Changes in song use through the course of the season or after obtaining or losing a mate have often been taken as evidence for a functional subdivision of different song parts (e.g. Fessl and Hoi 1996; Beckett and Ritchison 2010). For example, blackcaps, Sylvia atricapilla, start their song with a complex warble part of wide bandwidth followed by a whistle part with louder and pure fluting tones of narrower bandwidth. The warble part becomes shorter as the breeding season progresses and is hardly sung at all after egg laying has finished (Collins et al. 2009). Furthermore, the whistle becomes more prominent in length relative to the warble during male–male interactions and playback (Leedale et al. 2015; Linossier et al. 2015). In the chaffinch, Fringilla coelebs, males start their song with a sequence of a few different trills followed by an unrepeated flourish. Indoor playbacks revealed that captive female chaffinches have a preference for a relatively longer flourish (Riebel and Slater 1998), while outdoor playbacks have shown that territorial males responded strongest when the trill part was relatively longer (Leitão and Riebel 2003).

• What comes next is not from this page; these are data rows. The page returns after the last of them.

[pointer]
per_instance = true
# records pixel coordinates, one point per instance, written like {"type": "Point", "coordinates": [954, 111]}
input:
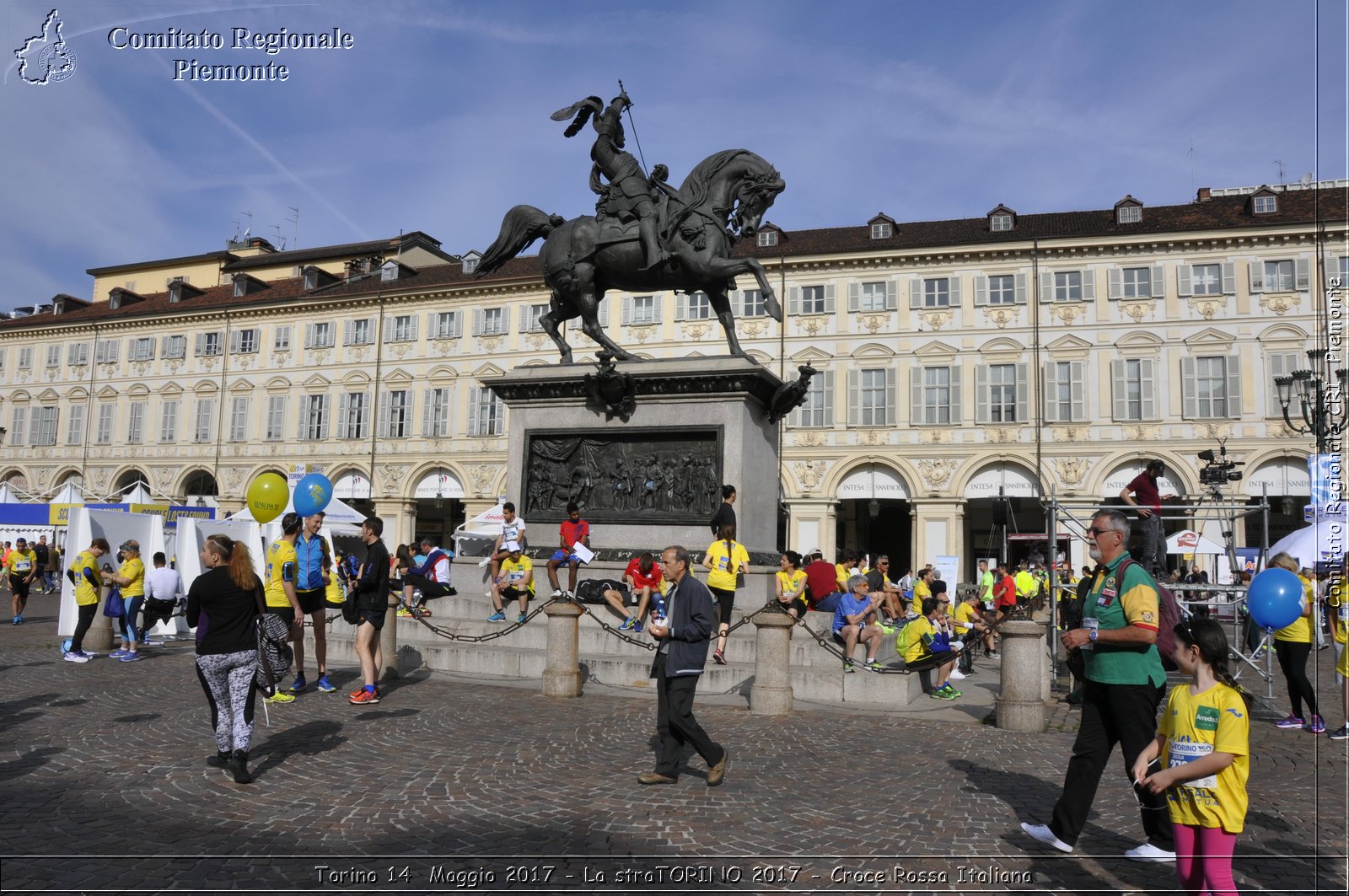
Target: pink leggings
{"type": "Point", "coordinates": [1204, 860]}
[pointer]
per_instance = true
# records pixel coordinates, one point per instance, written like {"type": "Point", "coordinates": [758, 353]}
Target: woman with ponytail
{"type": "Point", "coordinates": [223, 606]}
{"type": "Point", "coordinates": [1204, 745]}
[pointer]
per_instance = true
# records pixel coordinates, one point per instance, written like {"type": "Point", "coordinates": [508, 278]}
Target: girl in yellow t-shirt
{"type": "Point", "coordinates": [1204, 743]}
{"type": "Point", "coordinates": [789, 584]}
{"type": "Point", "coordinates": [725, 559]}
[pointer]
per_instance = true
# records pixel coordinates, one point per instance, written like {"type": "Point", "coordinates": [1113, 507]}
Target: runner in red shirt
{"type": "Point", "coordinates": [573, 530]}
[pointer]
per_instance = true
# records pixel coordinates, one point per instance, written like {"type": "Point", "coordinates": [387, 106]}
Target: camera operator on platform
{"type": "Point", "coordinates": [1143, 493]}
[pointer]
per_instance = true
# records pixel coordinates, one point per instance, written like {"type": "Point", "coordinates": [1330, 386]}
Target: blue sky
{"type": "Point", "coordinates": [438, 118]}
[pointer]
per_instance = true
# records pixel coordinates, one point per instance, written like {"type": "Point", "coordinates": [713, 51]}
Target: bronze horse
{"type": "Point", "coordinates": [722, 200]}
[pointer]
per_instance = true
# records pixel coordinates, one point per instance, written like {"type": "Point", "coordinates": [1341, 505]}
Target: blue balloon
{"type": "Point", "coordinates": [1275, 598]}
{"type": "Point", "coordinates": [312, 494]}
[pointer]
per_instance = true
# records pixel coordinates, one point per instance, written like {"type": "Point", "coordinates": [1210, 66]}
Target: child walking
{"type": "Point", "coordinates": [1204, 745]}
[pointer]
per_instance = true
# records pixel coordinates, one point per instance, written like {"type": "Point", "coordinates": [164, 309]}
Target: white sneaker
{"type": "Point", "coordinates": [1043, 834]}
{"type": "Point", "coordinates": [1150, 853]}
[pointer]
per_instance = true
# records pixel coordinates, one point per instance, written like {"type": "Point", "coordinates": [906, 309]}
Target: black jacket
{"type": "Point", "coordinates": [691, 624]}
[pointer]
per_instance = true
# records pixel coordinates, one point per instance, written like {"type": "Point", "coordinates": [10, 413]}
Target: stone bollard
{"type": "Point", "coordinates": [772, 689]}
{"type": "Point", "coordinates": [562, 673]}
{"type": "Point", "coordinates": [389, 646]}
{"type": "Point", "coordinates": [1020, 705]}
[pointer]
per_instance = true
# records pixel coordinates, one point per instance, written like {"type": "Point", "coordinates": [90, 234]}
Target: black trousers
{"type": "Point", "coordinates": [674, 721]}
{"type": "Point", "coordinates": [1124, 714]}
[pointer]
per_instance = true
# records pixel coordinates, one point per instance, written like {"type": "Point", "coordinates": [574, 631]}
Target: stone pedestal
{"type": "Point", "coordinates": [389, 646]}
{"type": "Point", "coordinates": [718, 402]}
{"type": "Point", "coordinates": [772, 689]}
{"type": "Point", "coordinates": [562, 671]}
{"type": "Point", "coordinates": [1020, 705]}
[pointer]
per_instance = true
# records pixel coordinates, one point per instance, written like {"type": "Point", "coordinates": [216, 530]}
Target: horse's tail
{"type": "Point", "coordinates": [523, 226]}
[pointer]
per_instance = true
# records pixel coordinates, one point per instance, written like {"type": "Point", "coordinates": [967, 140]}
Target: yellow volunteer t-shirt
{"type": "Point", "coordinates": [922, 590]}
{"type": "Point", "coordinates": [726, 563]}
{"type": "Point", "coordinates": [281, 568]}
{"type": "Point", "coordinates": [791, 581]}
{"type": "Point", "coordinates": [1214, 721]}
{"type": "Point", "coordinates": [135, 571]}
{"type": "Point", "coordinates": [514, 572]}
{"type": "Point", "coordinates": [912, 639]}
{"type": "Point", "coordinates": [1299, 630]}
{"type": "Point", "coordinates": [87, 593]}
{"type": "Point", "coordinates": [22, 563]}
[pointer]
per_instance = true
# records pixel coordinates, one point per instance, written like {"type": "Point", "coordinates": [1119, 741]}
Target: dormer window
{"type": "Point", "coordinates": [1128, 211]}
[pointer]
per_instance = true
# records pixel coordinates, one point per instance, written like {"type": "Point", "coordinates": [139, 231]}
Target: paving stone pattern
{"type": "Point", "coordinates": [463, 786]}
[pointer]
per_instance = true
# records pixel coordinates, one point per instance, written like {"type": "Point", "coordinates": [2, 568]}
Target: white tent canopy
{"type": "Point", "coordinates": [1190, 541]}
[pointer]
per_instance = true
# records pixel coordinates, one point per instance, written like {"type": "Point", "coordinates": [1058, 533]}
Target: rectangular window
{"type": "Point", "coordinates": [137, 422]}
{"type": "Point", "coordinates": [314, 417]}
{"type": "Point", "coordinates": [1067, 287]}
{"type": "Point", "coordinates": [486, 412]}
{"type": "Point", "coordinates": [354, 416]}
{"type": "Point", "coordinates": [74, 431]}
{"type": "Point", "coordinates": [169, 421]}
{"type": "Point", "coordinates": [243, 341]}
{"type": "Point", "coordinates": [436, 413]}
{"type": "Point", "coordinates": [45, 426]}
{"type": "Point", "coordinates": [105, 435]}
{"type": "Point", "coordinates": [1002, 289]}
{"type": "Point", "coordinates": [209, 345]}
{"type": "Point", "coordinates": [752, 304]}
{"type": "Point", "coordinates": [937, 395]}
{"type": "Point", "coordinates": [361, 332]}
{"type": "Point", "coordinates": [818, 408]}
{"type": "Point", "coordinates": [1002, 393]}
{"type": "Point", "coordinates": [239, 419]}
{"type": "Point", "coordinates": [444, 325]}
{"type": "Point", "coordinates": [492, 321]}
{"type": "Point", "coordinates": [202, 428]}
{"type": "Point", "coordinates": [276, 417]}
{"type": "Point", "coordinates": [175, 347]}
{"type": "Point", "coordinates": [813, 300]}
{"type": "Point", "coordinates": [143, 348]}
{"type": "Point", "coordinates": [395, 415]}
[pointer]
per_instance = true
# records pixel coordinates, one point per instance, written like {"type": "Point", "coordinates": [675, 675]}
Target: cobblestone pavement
{"type": "Point", "coordinates": [452, 786]}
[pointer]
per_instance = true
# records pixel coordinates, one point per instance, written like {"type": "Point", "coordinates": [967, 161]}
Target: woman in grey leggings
{"type": "Point", "coordinates": [223, 606]}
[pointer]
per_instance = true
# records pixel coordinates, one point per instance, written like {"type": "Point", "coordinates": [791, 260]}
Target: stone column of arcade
{"type": "Point", "coordinates": [772, 689]}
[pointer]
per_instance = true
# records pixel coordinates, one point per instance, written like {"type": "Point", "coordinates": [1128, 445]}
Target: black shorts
{"type": "Point", "coordinates": [312, 599]}
{"type": "Point", "coordinates": [725, 604]}
{"type": "Point", "coordinates": [374, 617]}
{"type": "Point", "coordinates": [285, 613]}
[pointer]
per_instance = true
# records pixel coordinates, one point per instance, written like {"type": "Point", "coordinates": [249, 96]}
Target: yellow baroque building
{"type": "Point", "coordinates": [969, 368]}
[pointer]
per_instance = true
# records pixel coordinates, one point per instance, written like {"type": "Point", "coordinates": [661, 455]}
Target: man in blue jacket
{"type": "Point", "coordinates": [690, 619]}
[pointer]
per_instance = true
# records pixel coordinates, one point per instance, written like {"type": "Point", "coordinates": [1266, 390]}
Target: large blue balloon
{"type": "Point", "coordinates": [1275, 598]}
{"type": "Point", "coordinates": [312, 494]}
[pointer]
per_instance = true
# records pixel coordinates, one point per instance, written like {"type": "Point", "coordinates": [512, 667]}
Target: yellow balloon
{"type": "Point", "coordinates": [267, 496]}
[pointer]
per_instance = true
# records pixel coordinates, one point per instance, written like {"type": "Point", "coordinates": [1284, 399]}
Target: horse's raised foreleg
{"type": "Point", "coordinates": [722, 305]}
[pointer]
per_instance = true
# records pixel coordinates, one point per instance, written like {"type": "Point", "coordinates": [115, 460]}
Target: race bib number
{"type": "Point", "coordinates": [1185, 752]}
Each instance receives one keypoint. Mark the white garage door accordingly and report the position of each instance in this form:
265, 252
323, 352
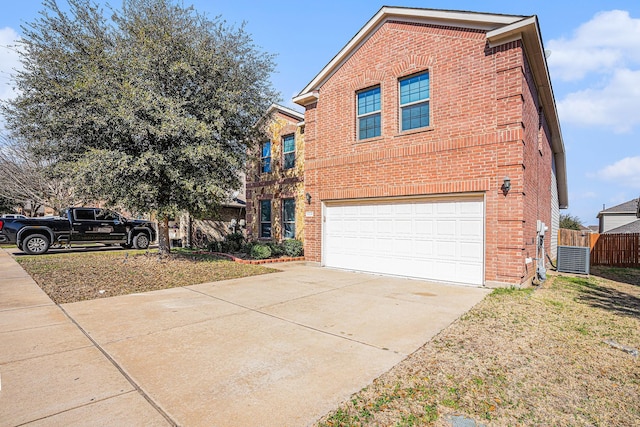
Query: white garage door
439, 239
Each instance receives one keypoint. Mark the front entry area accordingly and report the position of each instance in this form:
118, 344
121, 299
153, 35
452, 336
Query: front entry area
440, 239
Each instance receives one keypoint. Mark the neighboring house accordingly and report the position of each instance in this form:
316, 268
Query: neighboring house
610, 220
411, 132
275, 185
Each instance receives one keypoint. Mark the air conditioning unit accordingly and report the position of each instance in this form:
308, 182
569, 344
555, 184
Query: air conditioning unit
573, 259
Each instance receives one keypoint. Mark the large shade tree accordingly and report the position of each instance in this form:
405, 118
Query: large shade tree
150, 107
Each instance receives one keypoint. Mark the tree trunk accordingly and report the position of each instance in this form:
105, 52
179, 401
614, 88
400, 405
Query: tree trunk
164, 245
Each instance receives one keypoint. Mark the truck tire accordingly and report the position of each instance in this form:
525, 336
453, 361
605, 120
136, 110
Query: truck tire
35, 244
141, 241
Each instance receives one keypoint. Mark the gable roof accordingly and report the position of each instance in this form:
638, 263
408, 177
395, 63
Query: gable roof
630, 207
286, 111
500, 29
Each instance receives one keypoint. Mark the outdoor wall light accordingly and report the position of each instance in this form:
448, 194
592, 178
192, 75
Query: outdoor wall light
506, 185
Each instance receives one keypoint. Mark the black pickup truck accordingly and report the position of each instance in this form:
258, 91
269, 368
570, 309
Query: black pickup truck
35, 236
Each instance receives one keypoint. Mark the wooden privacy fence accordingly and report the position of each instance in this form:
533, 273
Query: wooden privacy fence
616, 250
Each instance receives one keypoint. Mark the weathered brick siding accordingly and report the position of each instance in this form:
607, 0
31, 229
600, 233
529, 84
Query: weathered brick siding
484, 126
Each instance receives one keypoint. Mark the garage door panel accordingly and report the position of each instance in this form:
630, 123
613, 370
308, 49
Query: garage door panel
439, 240
403, 226
423, 227
470, 251
471, 228
445, 228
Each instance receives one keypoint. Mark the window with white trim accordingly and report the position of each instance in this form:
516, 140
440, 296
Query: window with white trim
369, 113
288, 218
289, 151
414, 101
265, 219
265, 157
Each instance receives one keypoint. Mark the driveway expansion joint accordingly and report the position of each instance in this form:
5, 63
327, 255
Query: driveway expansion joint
131, 381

Although these observational patterns of song use and response patterns to playback of variation are suggestive for a functional subdivision with respect to the dual function of song, the most convincing evidence for a sex-dependent message in two different song parts would be the induction of a shift in a singing male upon exposure to a male or female conspecific. For the marsh grassbird, we have no insights yet into seasonal changes or response patterns to playback. However, we report a consistent use of two song parts across seven populations and argue that it would be very interesting to investigate seasonal variation in the relative duration of both parts and their responses to the playback of these two parts.

Complex divergence patterns across latitude

We found several significant acoustic correlations with latitude; some of which as expected others hard to explain. The duration of the warble part was positively correlated with latitude, which is in line with expected elaboration in more seasonal and unpredictable habitat with presumable stronger sexual selection pressures (c.f. Catchpole 1982; Irwin 2000; Botero et al. 2009; Weir and Wheatcroft 2011). However, at the same time we found the number of different element types of the warble part to be negatively correlated with latitude. This was not congruent with elaboration in duration and not in line with the variation in selection pressures expected from the ecologically divergent conditions for the sedentary populations in the south and the migratory populations in the north. Consequently, the marsh grassbird contributes another case of contradictory patterns to the literature and confirms that there are no simple explanations or clear general patterns (c.f. Byers 2011, 2015; Medina and Francis 2012).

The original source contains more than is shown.